The forests of Aceh, and the communities that live in them, are at an important crossroads. Sitting in the northwestern corner of the giant Indonesian archipelago, the province of Aceh comprises approximately 5.6 million hectares (ha), of which about 3.3 million ha are designated as forest. While the total number of hectares of forest remaining in Aceh is in itself impressive, systems of management are weak, and so these forests face increasing threats. Now in a period of reconstruction, rehabilitation and development after thirty years of civil war and the devastating December 2004 tsunami, Aceh is facing sweeping changes in land use. In this context, deforestation levels have skyrocketed, rising from an average of around 20,000 ha per year pre-tsunami to over 130,000 ha per year in 2005-2006.

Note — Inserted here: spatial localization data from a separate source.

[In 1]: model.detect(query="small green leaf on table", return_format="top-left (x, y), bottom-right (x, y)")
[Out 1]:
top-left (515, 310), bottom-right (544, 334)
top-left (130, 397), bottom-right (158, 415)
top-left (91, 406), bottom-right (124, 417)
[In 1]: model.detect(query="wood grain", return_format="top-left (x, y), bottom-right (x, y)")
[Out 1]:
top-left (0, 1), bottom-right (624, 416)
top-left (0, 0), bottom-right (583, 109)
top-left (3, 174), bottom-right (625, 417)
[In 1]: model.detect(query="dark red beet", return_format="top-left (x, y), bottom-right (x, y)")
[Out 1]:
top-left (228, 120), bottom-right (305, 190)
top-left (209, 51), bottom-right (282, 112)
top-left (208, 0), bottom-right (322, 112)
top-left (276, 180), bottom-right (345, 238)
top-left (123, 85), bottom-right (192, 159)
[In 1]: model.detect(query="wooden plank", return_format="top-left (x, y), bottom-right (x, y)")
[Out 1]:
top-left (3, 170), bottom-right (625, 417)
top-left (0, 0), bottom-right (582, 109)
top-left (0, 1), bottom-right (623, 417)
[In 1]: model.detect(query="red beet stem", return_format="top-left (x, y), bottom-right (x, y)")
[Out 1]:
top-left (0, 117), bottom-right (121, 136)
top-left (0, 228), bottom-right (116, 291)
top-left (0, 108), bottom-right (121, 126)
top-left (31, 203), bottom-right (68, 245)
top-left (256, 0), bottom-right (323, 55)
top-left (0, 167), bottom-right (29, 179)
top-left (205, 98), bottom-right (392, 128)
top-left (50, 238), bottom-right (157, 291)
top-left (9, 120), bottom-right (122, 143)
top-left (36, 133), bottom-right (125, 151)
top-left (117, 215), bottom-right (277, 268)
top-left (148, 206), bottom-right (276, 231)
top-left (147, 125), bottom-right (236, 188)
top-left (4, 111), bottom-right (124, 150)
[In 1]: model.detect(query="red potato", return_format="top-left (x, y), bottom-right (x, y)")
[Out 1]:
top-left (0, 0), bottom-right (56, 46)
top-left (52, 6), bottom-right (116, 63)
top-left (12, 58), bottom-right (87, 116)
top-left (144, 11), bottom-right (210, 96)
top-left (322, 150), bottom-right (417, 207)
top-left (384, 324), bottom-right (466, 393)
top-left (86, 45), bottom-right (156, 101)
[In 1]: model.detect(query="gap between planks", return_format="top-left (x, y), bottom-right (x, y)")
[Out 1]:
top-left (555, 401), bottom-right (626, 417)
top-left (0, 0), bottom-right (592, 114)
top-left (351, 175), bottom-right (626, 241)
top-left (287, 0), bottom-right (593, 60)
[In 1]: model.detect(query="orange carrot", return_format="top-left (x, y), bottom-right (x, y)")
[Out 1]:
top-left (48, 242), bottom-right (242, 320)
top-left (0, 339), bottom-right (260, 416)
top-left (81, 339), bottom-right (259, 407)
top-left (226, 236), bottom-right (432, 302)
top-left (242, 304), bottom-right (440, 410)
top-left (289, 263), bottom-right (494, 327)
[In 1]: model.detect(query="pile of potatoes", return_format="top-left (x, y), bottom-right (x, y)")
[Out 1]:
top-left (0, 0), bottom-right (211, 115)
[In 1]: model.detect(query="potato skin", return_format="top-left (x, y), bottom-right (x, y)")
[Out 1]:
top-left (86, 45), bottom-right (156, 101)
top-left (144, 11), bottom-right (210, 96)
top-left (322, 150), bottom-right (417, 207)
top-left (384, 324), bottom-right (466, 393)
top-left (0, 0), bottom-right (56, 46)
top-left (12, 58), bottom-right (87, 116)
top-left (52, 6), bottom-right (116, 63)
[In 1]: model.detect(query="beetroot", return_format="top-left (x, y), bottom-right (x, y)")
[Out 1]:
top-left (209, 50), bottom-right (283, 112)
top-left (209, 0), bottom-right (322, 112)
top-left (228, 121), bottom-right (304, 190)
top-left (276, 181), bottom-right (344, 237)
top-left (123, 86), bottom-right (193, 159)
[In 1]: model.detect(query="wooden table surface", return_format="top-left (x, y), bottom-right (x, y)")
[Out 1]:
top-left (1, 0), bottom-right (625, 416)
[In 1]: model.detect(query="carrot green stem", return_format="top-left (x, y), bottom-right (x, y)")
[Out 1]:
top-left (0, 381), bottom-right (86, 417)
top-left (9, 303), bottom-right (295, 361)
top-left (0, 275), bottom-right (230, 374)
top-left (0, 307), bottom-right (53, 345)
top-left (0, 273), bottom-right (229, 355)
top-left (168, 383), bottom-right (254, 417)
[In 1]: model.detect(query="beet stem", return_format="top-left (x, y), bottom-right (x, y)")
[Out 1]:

Both loggers and many policymakers largely explain this accelerating damage by citing high levels of poverty in Aceh's forest regions. However, it is not at all clear that existing patterns of forest use - and misuse - are benefiting Aceh's poorest. It is wholly possible that forests can provide sustainable livelihoods. But without good forest governance in place - the right leadership, institutions, policy decisions and practical systems - the exploitation of Aceh's forests will result only in unsustainable practices that not only will destroy ecosystems and push endangered species to the brink of extinction, but also will result in environmental damage that will bring risks to local populations for decades to come all to little effect for Aceh's poor.
To its credit, the provincial government has taken several bold steps in an attempt to move toward better forest governance in Aceh. For example, in recognition of the environmental disasters =ACflooding and landslides -in particular that have resulted from increased deforestation rates, in June 2007 the recently appointed Governor of the province, Irwandi Yusuf, declared a moratorium on logging. A committed conservationist, Irwandi Yusuf is simultaneously struggling to help offer viable livelihoods to the estimated 23.5 percent of Aceh's population currently living in poverty, many of whom live in or close to forested areas. In this context, good forest governance (GFG) is, according to Irwandi Yusuf, a crucial part of Aceh's poverty reduction strategies.
This initiative and others do, however, face serious challenges. After almost thirty years of conflict in Aceh, the peace delivered some semblance of normality for local people, but it also provided space for opportunism, including the politisation of vested interests, especially those relating to the exploitation of Aceh's forests and other natural resources. Illegal logging and the corruption that underpins it undermine the possibility of the forests contributing to sustainable development in Aceh. Provincial and district level networks of power and interest have coalesced around forest use, creating serious obstacles to effective forest management and bio-diversity conservation. Such vested interests seek to turn forests into cash through logging or to unlock their land for farming or exploitation of mineral wealth. Meanwhile, existing mechanisms to manage the forests are severely limited. Reform of forest management in the province is therefore a matter of some urgency.
However, Aceh faces many governance-related constraints in its efforts to improve environmental policy, regulations, and their application. These include a fragmented institutional structure; limited coordination among provincial level dinas (departments) and national line ministries in Jakarta; and bureaucratic procedural constraints and inefficiencies. Recent moves to decentralise policymaking, and the resulting confusion over areas of responsibility between provincial- and national-level agencies, have created additional challenges for environment and natural resource management. In addition, local communities and some local government stakeholders remain largely uninformed about many governance issues, as well as about the need to maintain and enhance the environmental health of forests.
For Aceh's forests to deliver maximum benefit to local communities over the long term while maintaining their environmental values, sustainable forest management practices must be in place, with practical tools, tactics and approaches identified, implemented, and monitored. These, however, will be difficult to achieve in an environment of corruption which lacks transparency and accountability. Thus, the final solution to Aceh's forest sector lies with governance reform more broadly.
Research for this report was conducted by the Eye on Aceh local research team. Due to the centralised nature of policy discussion on forest management, much of the research was conducted at the provincial level. Some field trips were however undertaken to several key forest areas in Aceh, where local interviews and surveys were conducted.
The report draws not only on interviews and surveys, but also on ongoing discussions between Eye on Aceh and the provincial Department of Forestry and Plantations, as well as with several multi-stakeholder forums in Aceh.
The research employed as its framework a checklist model of analysis that encompasses some of the basic prerequisites for good forest governance and sustainable forest management (see Appendix 1). Many of these issues, as will be made clear in this report, remain a challenge in Aceh today.